But if you ask me, it's okay to be a little crazy when it comes to creating and doing the things you love. Writing is such a strange, hard thing to do that's simultaneously one of the most natural and easy things in the world. We start telling stories before we ever learn to add and subtract, but we also build up a lifetime of insecurity and fear that our stories might not be liked. You can write stiff and carefully and in a way that your Grandma Carol will approve of, but chances are, you won't be writing something worth reading. I'm sure I've failed as often as I've succeeded, if not more, but I'm always hoping what I write can make people feel. I don't try to do this by planning out a theme or a message in my books. I try to do it by making sure the feeling part starts with me. Some of the most impactful moments I've ever experienced in a book probably weren't intentional from the author. It might be something silly like a line of dialogue, the way a character smiles in response to a line, or even the way some element of nature is described. The point is that if an author cares about what they write, a little power seeps into every bit of the story. Which, in a very roundabout way, brings me back to my initial point.

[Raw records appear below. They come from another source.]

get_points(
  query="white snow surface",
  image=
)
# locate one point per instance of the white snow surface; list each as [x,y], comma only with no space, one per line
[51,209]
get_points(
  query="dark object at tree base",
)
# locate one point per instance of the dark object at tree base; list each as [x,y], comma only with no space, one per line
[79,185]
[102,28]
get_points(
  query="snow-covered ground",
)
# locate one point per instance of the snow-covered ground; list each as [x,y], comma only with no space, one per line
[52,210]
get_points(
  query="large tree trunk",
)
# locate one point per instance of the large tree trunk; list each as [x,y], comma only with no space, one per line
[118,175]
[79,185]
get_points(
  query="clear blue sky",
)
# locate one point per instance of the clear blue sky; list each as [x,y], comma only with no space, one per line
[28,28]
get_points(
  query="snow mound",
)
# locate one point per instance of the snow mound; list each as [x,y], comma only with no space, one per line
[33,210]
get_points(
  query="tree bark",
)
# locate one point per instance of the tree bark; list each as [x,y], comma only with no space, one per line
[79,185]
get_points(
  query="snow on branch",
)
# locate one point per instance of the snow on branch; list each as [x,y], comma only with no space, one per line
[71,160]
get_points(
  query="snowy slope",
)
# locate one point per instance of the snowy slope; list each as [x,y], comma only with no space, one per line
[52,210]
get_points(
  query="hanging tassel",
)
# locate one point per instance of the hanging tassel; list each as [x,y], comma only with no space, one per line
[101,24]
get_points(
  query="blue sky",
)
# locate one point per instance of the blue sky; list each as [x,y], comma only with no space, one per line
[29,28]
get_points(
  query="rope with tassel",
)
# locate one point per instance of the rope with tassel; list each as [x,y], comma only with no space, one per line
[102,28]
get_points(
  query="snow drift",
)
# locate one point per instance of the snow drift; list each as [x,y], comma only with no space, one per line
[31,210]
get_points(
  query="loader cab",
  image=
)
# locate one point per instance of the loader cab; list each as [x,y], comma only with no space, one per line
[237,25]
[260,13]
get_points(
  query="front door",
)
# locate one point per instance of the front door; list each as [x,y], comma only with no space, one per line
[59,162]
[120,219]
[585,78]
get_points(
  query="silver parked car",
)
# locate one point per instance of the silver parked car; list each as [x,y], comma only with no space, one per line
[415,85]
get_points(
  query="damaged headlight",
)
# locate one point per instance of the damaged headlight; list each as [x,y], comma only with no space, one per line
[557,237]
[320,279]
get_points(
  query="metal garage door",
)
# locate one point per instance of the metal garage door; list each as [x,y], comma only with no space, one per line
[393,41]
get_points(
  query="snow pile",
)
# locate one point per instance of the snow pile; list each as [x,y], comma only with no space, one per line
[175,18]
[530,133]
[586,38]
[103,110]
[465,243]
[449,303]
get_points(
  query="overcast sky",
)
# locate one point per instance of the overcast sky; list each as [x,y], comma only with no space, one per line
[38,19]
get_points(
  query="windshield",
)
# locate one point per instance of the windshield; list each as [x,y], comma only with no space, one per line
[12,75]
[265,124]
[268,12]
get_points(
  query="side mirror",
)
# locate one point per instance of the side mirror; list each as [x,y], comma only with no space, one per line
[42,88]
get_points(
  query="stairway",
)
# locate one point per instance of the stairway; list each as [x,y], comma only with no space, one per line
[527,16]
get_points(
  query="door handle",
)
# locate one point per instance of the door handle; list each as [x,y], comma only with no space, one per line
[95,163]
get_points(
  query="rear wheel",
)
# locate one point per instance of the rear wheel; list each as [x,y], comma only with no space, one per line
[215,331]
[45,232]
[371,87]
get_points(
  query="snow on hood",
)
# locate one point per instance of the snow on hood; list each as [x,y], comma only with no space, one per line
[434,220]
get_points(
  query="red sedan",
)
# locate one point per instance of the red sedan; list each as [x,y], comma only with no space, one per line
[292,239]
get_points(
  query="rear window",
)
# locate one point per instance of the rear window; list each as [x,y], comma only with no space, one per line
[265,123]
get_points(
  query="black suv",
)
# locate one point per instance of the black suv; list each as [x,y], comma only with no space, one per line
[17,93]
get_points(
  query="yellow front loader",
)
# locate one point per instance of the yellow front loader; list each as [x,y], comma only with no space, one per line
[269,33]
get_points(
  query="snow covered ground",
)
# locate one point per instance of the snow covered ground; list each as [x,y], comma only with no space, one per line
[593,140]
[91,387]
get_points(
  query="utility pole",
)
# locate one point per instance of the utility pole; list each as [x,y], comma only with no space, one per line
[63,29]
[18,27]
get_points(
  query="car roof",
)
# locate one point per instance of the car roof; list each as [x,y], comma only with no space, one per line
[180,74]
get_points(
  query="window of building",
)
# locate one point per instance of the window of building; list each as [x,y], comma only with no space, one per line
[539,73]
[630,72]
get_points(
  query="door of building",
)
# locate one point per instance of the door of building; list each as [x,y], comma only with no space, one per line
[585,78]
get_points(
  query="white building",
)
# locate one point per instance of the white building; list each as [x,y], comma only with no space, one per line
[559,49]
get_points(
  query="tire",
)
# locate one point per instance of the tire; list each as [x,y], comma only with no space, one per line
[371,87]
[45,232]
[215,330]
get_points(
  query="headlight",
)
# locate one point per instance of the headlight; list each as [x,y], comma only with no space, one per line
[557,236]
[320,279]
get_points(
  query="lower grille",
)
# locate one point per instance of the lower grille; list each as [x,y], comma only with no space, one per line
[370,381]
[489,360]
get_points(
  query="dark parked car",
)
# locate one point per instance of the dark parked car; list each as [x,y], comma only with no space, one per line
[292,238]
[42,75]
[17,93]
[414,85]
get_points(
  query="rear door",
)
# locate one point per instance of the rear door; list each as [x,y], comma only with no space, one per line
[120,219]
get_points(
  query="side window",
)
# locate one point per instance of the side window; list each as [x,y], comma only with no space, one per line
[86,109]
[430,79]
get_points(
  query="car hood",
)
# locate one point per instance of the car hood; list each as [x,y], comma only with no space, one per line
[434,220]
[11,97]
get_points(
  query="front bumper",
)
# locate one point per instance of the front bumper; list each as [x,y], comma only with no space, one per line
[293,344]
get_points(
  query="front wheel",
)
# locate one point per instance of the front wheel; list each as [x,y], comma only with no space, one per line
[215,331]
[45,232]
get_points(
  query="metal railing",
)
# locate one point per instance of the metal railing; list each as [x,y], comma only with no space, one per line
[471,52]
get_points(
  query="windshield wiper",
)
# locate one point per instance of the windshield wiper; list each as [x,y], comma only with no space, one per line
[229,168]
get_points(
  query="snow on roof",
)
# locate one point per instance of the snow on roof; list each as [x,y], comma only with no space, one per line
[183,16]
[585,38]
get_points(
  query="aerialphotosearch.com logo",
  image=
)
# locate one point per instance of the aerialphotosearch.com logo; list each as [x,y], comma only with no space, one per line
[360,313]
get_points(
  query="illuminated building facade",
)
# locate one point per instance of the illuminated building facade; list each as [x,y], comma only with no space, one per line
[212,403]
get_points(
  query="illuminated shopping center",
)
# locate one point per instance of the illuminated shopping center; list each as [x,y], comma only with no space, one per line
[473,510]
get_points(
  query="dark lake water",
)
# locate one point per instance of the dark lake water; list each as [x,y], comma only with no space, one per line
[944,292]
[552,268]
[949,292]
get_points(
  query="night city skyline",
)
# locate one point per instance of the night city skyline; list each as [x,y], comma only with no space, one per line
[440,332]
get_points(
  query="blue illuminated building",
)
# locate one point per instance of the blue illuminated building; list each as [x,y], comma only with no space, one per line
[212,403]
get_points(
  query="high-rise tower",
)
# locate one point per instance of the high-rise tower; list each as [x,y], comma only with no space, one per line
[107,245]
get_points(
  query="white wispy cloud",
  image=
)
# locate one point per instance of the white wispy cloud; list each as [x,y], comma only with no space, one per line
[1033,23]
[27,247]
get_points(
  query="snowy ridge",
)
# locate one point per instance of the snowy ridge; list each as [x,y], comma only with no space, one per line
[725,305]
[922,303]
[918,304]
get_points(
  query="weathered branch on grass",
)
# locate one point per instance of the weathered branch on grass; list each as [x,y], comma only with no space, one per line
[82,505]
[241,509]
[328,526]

The hardest part of writing for me isn't just the point after the first five or fifteen pages. It's finding a way to insert my mind into the story and the characters firmly enough that I can start to feel right along with them. It's almost like trying to see one of those old Magic Eye puzzles where the image only pops out if you cross your eyes or try to look through the book.
There's no exact science to it. If there was, my job would be a lot easier. But for now, I'd better stop writing about doing it and go back to crossing my eyes at my story. I've been told by my editor that I'm expected to get the story to her on time for once. Can you believe the nerve on her?